May ha anche espresso la speranza che le cosa possano cambiare nei prossimi giorni, avvertendo che un’alternativa potrebbe essere una “Brexit lenta”, in cui il divorzio sia rimandato per un lungo periodo. “Continuo a discutere con i colleghi della Camera per trovare sostegno in moto che possiamo organizzare un voto questa settimana”, ha dichiarato ancora la premier. Le sue affermazioni arrivano poco prima che i deputati si pronuncino in serata su un emendamento che prevede la possibilità per loro di esprimersi su varie opzioni della futura relazione con l’Ue, a proposito di mercato unito, nuovo referendum, annullamento dell’uscita dal blocco comunitario. Se i parlamentari voteranno a favore, sarà un altro schiaffo a May, dopo le due precedenti bocciature dell’intesa: “Continuo a credere che ciò costituirà un precedente indesiderabile che avrebbe come conseguenza di ribaltare l’equilibrio delle nostre istituzioni democratiche”, ha detto la leader conservatrice.

Dei tre scenari possibili, adesso, ne restano aperti solo due, senza nuovo voto, cade l’ipotesi di un prolungamento dei tempi oltre la scadenza delle elezioni europee, ma, entro il 12 aprile la Gran Bretagna dovrà decidere il da farsi: o uscire senza accordo e piombare nella tragedia del “no deal”, o inventarsi un’altra soluzione

Ecco, in proposito, il commento del francese (Commissario Ue agli Affari economici) Pierre Moscovici: “Se l’accordo non viene votato questa settimana, i britannici avranno fino al 12 aprile per dirci dove vogliono andare. La nostra responsabilità è evitare il no deal, ed è ancora evitabile”. Tra le ipotesi su quello che potrebbe accadere c’è adesso anche quella che Theresa May venga mandata a casa dalla sua stessa maggioranza. E, non ultima, anche alla luce dell’imponente manifestazione dell’altro giorno e dei 5 milioni di firme raccolti, quella di un secondo referendum su “Exit” e “Rimain” che, questa volta, potrebbe propendere per restare nell’Unione.
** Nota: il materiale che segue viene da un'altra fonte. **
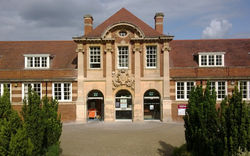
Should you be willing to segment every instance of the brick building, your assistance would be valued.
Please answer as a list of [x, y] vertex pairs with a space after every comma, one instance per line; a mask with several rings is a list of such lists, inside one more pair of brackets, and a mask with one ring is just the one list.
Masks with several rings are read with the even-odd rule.
[[250, 39], [173, 40], [122, 8], [73, 41], [1, 41], [0, 95], [20, 110], [31, 86], [59, 101], [63, 121], [182, 121], [192, 86], [210, 80], [218, 103], [240, 82], [250, 100]]

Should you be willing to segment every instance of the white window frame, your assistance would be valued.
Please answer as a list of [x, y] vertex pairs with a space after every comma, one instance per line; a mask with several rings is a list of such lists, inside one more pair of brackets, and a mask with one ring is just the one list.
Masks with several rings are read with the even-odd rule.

Sul tema interviene duramente il capo dell’opposizione laburista Jeremy Corbyn: “E’ tempo che il Parlamento prenda il controllo” della situazione sulla Brexit e che “lavori globalmente su un piano B”, mentre la premier Theresa May non dovrebbe bloccare i tentativi dei deputati di trovare una via alternativa al suo accordo. Corbyn  ha definito “irresponsabile” e “pericoloso” che May abbia messo in contrasto il Parlamento e i cittadini britannici, nel suo discorso della settimana scorsa.

Bookmakers – E come sempre, in questi casi, parlando di Gran Bretagna e di inglesi, non è insensato affidarsi, oltre che alle analisi politiche, anche al naso dei “bookmakers” londinesi che scommettono sulle dimissioni da primo ministro entro aprile (a 3,00), mentre l’addio entro questa settimana sale a 3,25. A prendere il suo posto al numero 10 di Downing Street sarà il vicepremier David Lidington, europeista dato a 5; stessa quota anche per il ministro dell’Ambiente, Michael Gove, mentre l’ex sindaco di Londra, Boris Johnson, insegue a 8,00. Doppia cifra, a 11,00, per l’attuale ministro degli Esteri, Jeremy Hunt.

Il bookmaker Paddy Power però sembra scettico su una nuova consultazione entro la fine dell’anno: il ‘no’, come riporta Agipronews, è l’ipotesi più probabile a 1,30, il ‘sì’ sale a 3,25. Se si arrivasse davvero al referendum, i bookmaker ipotizzano uno scenario invertito rispetto a due anni fa: il ‘remain’ è dato a 3,00, il ‘leave’ raddoppia a 6,00. È difficile comunque che il Regno Unito lasci l’Europa nel 2019 senza raggiungere un accordo (a 4,33), mentre la possibilità che si ratifichi l’accordo, che l’articolo 50 sia prolungato oltre il 2019 o che venga revocato si gioca a 1,20.

La Brexit potrebbe incidere anche sul calcio britannico: l’ipotesi che nessun giocatore proveniente da un club ‘straniero’ si trasferisca in una squadra della Premier League nella prossima finestra di mercato si gioca a 17,00. La quota sale a 51,00 per la mancata partecipazione delle squadre inglesi alla prossima Champions League. Lo riferisce Agipronews. Il motivo, dal punto di vista del mercato calcistico, è semplice, i calciatori europei, per il mercato inglese, diventerebbero “non comunitari” con ripercussioni importanti sul numero di stranieri per squadra.